Daily Archives: Tuesday, November 29, 2016

  • Shaft

    Gordon Parks (1971)

    Shaft isn’t a work of much imagination or artistry but you wouldn’t argue with its selection by the Library of Congress (in 2000) for preservation in the US National Film Registry – as a movie deemed ‘culturally, historically or aesthetically significant’.  This blaxpoitation picture had an African-American director and star but two of the white men involved link it to other famous detective films of the period.  Shaft is based on a 1970 novel of the same name by Ernest Tidyman, who adapted it for the screen with John F D Black:  Tidyman also wrote the script for another New York-set crime story of 1971, William Friedkin’s The French Connection.  Released three months after Shaft, Friedkin’s film, like Gordon Parks’s, gets plenty of grungy vitality from the New York City locations in which it was shot.  In Tidyman’s novel, the private detective John Shaft is white; on screen, he’s black, shrewd and self-possessed – a badass, maverick cousin of the immaculate, upstanding Detective Virgil Tibbs, played by Sidney Poitier in Norman Jewison’s In the Heat of the Night (1967).  The screenplay for that fine movie was by Stirling Silliphant, who executive-produced Shaft.
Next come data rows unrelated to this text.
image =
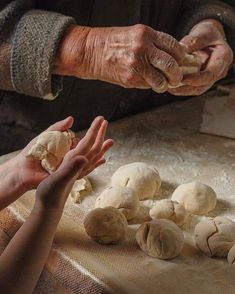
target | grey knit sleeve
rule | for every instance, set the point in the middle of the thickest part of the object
(34, 46)
(198, 10)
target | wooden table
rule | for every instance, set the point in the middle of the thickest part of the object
(169, 138)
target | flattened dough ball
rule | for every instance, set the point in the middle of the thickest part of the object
(81, 188)
(196, 197)
(215, 237)
(160, 238)
(168, 209)
(139, 176)
(51, 148)
(123, 198)
(106, 225)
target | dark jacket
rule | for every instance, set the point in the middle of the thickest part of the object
(30, 32)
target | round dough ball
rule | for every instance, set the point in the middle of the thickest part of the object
(196, 197)
(106, 225)
(139, 176)
(231, 255)
(168, 209)
(215, 237)
(160, 238)
(122, 198)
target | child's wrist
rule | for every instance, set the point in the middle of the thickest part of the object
(47, 210)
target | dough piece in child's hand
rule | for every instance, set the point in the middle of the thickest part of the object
(51, 147)
(160, 238)
(231, 255)
(123, 198)
(142, 178)
(196, 197)
(168, 209)
(215, 237)
(81, 188)
(106, 225)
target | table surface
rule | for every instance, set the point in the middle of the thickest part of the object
(168, 138)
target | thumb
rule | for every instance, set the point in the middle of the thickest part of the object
(194, 43)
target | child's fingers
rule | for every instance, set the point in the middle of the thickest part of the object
(70, 168)
(62, 125)
(98, 159)
(75, 142)
(87, 142)
(97, 146)
(105, 147)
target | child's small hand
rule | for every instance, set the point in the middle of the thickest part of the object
(78, 162)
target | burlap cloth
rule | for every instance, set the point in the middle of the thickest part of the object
(168, 138)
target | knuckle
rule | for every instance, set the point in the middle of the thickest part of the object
(129, 78)
(133, 61)
(170, 64)
(160, 84)
(138, 48)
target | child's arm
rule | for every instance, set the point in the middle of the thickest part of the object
(21, 174)
(22, 261)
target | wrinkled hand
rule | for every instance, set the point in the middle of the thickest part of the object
(132, 57)
(78, 162)
(207, 40)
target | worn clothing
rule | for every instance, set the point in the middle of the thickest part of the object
(30, 32)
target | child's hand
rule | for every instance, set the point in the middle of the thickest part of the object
(78, 162)
(30, 170)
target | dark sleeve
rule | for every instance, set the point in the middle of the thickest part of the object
(196, 11)
(28, 42)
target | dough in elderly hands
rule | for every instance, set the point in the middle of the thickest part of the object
(190, 65)
(160, 238)
(142, 178)
(123, 198)
(51, 147)
(168, 209)
(196, 197)
(81, 188)
(215, 237)
(106, 225)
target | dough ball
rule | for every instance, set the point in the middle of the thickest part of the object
(191, 64)
(123, 198)
(81, 188)
(231, 255)
(106, 225)
(196, 197)
(215, 237)
(139, 176)
(51, 148)
(168, 209)
(160, 238)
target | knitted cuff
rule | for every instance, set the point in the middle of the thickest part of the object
(34, 46)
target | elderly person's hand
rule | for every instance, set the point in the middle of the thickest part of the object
(132, 57)
(206, 39)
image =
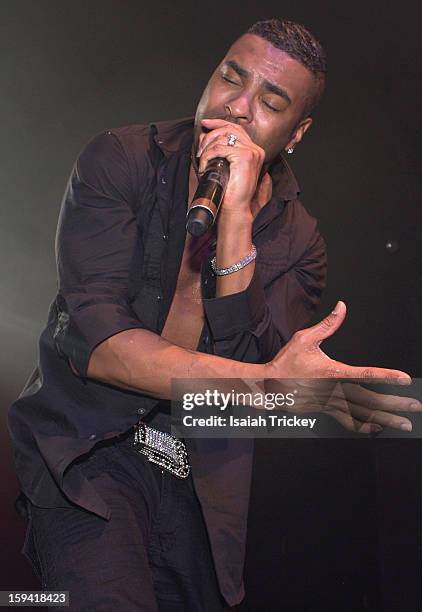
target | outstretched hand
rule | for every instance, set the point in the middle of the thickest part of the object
(301, 366)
    In an exhilarating overture, Richard Roundtree’s title character strides around New York Streets, charismatic and entitled.  He’s accompanied by the opening credits and Isaac Hayes’s famous (Oscar-winning) ‘Theme from Shaft’ but Gordon Parks quickly makes clear that the protagonist is a decidedly independent operator, as well as a smooth one.  Shaft has connections and information that the city’s police are keen to share but he enjoys frustrating his main NYPD contact (Charles Cioffi, who played a key role in Klute – another strong 1971 crime movie).   The hero’s middle-class girlfriend (Gwenn Mitchell) owns her own boutique and apartment but not Shaft, who has sex with other women, white as well as black.  Although he tells one of them that ‘I got two problems, baby, I was born black and I was born poor’, the personally and sexually self-confident John Shaft is no one’s idea of disadvantaged.  He lives in a sleek bachelor pad.   He’s a distinctively sharp dresser – leather coat, check suits and sport jackets, turtleneck sweaters – yet he’s too canny to be a peacock.  Shaft is so cool that he keeps his spare gun in the icebox.

    Gordon Parks described Shaft as ‘a Saturday night fun picture which people go to see because they want to see the black guy winning’.  Shaft wins repeatedly, in black and white company, and the forces he confronts keep turning from adversaries into allies.  He sorts out a couple of black gangsters (in one case, lethally).  They’re members of a Harlem-based crime family, headed by Bumpy Jonas (Moses Gunn), whose daughter Marcy has been kidnapped.  Bumpy employs Shaft to secure her safe release.  At first, it seems Marcy’s kidnapping may be part of a New York race war and her abductors Ben Buford (Christopher St John) and his Lumumbas – a Black Panthers-inspired outfit.  It transpires that Marcy (Sherri Brewer) is being held captive by white Mafiosi:  Buford and the other brothers join forces with Shaft in a commando-style operation to free her.  This is Shaft’s climactic win.

    The story is set in the early months of 1971 in a New York City, which, after the film’s opening fanfare, is predominantly cold, cramped and dilapidated.  (One or two of the street scenes, as shot by Urs Furrer, almost anticipate Taxi Driver.)  Richard Roundtree, although a bit effortful when he’s doing forceful, is very good in Shaft’s more casual moments, and always magnetic.   The other acting is mostly broad and occasionally bad but the film is consistently entertaining – there’s plenty of mayhem but the register of this, in spite of the reality of the settings, is closer to the world of James Bond than to The French Connection.  I hadn’t seen Shaft before and I enjoyed it more in long retrospect than I think I might have done on its original release:  like some other things in BFI’s ‘Black Star’ season, it gains through being seen in a historical context.   A major commercial success, the picture spawned two film sequels (Shaft’s Big Score (1972) and Shaft in Africa (1973)), a TV series (1973-74) and a 2000 cinema reboot (starring Samuel L Jackson as the original hero’s nephew, John Shaft II).  Needless to say, none of the later movies has made it – not yet, anyway – into the National Film Registry canon.